A warm and comforting baked pasta dish layered with rich Mediterranean flavors and a touch of heat. Perfect for weeknight dinners or sharing at gatherings, it’s a satisfying balance of creamy, herby, and savory goodness.
Ingredients:
2 tbsp Cento Imported Extra Virgin Olive Oil
2 cloves Garlic, minced
1 shallot Shallot, finely chopped
1 pkg Anna Orzo (1 lb)
1 jar Cento Quartered and Marinated Artichoke Hearts (12 oz), drained
2 cups Fresh Spinach
1/2 cup Cento Basil Pesto Sauce
1/2 tsp Cento Oregano
1/2 tsp Cento Fine Sicilian Sea Salt
1/4 tsp Cento Ground Black Pepper
2 cups Cento Organic Vegetable Stock
2 tbsp Fresh Basil Leaves, chopped
1 1/2 cups Mozzarella Cheese, shredded
Directions:
Preheat oven to 375°F. In a large oven-safe baking dish, add olive oil, garlic, shallot, basil, oregano, salt, pepper, and red pepper flakes.

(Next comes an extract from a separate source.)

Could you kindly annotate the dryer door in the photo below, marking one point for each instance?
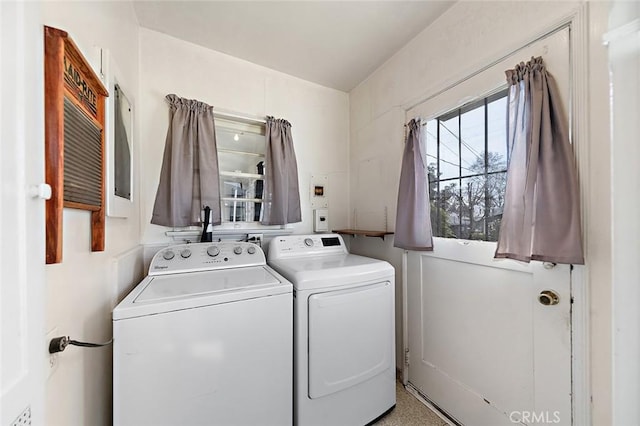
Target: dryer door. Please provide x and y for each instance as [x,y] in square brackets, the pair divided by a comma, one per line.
[351,336]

Add in dry orzo, artichokes, pesto, and vegetable broth, mixing well. Arrange spinach evenly over the top. Bake uncovered for 15 minutes to allow the orzo to begin cooking. Remove from the oven, stir to combine, and top with mozzarella. Bake for another 10 minutes, until the cheese is melted and bubbly. Serve warm. Serves 6.